Received: from mx1001.wikimedia.org (mx26-g26.priv.proxad.net [172.20.243.96])
    by zimbra31-e6.priv.proxad.net (Postfix) with ESMTP id 04B4869028C
    for <hashar@free.fr>; Fri,  7 Sep 2018 18:14:46 +0200 (CEST)
Received: from mx1001.wikimedia.org ([208.80.154.76])
    by mx1-g20.free.fr (MXproxy) with ESMTPS for hashar@free.fr
    (version=TLSv1/SSLv3 cipher=AES128-GCM-SHA256 bits=128);
    Fri,  7 Sep 2018 18:14:48 +0200 (CEST) 
DKIM-Signature: v=1; a=rsa-sha256; q=dns/txt; c=relaxed/relaxed; d=wikimedia.org; s=wikimedia;
    h=Date:From:Message-Id:Subject; bh=zROnx6K8MGhfzMeSWd0o0Si3omJfOL01ifiI41RHwuo=;
    b=G77JCUNLBY7WkHzcN/tRTnDeLKMcDbq8G64NvV58a7XbjYznGN1CcesyxVW/ls2cGquCUmcUuNdnq3UsPHnEQxPj8Zp3m1iAQqPdb3JWnGOs68s8Sln4wOXSr6wx4BUme3eyQWh4e3lJsH0VuRC2nLAsMMzU+UNV2IS9DSmfnn4=;
Received: from contint1001.wikimedia.org ([2620:0:861:1:208:80:154:17]:32896)
    by mx1001.wikimedia.org with esmtp (Exim 4.84_2)
    (envelope-from <jenkins-bot@wikimedia.org>)
    id 1fyJPB-0003lI-FM
    for hashar@free.fr; Fri, 07 Sep 2018 16:14:45 +0000
Received: from [127.0.0.1] (port=44498)
    by contint1001.wikimedia.org with smtp (Exim 4.84_2)
    (envelope-from <jenkins-bot@wikimedia.org>)
    id 1fyJOx-00005o-TE
    for hashar@free.fr; Fri, 07 Sep 2018 16:14:45 +0000
Subject: does it work?
Message-Id: <E1fyJPB-0003lI-FM@mx1001.wikimedia.org>
From: jenkins-bot@wikimedia.org
Date: Fri, 07 Sep 2018 16:14:45 +0000
To: undisclosed-recipients:;

That seems all good.

Antoine

So sounds good. Can you poke me on Monday? I will do the configuration update then validate Jenkins is still able to send emails :]
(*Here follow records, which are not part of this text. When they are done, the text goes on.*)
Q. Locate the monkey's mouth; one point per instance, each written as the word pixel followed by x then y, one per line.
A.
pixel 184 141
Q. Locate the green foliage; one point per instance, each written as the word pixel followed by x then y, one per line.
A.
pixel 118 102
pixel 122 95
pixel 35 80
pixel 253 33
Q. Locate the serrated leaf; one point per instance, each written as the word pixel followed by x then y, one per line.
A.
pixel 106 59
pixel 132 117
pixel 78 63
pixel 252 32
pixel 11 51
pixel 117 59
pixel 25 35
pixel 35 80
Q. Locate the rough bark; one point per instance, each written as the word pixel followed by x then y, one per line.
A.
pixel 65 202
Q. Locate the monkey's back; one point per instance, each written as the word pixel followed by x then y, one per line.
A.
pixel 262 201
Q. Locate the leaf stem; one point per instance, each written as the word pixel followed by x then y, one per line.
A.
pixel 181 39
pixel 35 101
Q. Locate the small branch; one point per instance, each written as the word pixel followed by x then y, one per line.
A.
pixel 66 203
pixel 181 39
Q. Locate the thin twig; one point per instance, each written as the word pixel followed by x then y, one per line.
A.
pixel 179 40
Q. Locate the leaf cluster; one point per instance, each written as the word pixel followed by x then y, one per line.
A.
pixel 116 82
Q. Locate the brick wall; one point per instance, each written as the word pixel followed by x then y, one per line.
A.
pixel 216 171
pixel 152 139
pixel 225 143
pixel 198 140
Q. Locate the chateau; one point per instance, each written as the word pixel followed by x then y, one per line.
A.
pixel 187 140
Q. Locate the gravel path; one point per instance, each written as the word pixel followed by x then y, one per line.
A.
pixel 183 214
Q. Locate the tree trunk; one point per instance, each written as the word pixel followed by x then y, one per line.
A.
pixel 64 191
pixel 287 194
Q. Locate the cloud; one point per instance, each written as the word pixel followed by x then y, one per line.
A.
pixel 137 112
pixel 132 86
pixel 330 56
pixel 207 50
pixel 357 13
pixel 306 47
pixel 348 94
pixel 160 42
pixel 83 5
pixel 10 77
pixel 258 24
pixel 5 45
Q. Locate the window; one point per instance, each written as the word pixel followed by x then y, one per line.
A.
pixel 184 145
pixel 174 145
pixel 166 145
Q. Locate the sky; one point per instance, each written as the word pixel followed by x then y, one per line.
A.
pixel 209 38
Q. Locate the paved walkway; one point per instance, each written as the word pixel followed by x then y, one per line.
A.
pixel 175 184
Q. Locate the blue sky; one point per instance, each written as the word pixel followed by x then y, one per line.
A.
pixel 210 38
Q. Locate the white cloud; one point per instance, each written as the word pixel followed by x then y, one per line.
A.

Sounds like a plan! Will ping you Monday

Mentioned in SAL (#wikimedia-operations) [2018-09-10T14:26:03Z] <hashar> Switching CI Jenkins mail server from mx1001 to localhost | T203607

Turns out releases1001 / releases2002 Jenkins do not have email configured.

Jenkins on contint1001 sends email through localhost just fine.

contint2001 is a spare server, Jenkins is not configured there.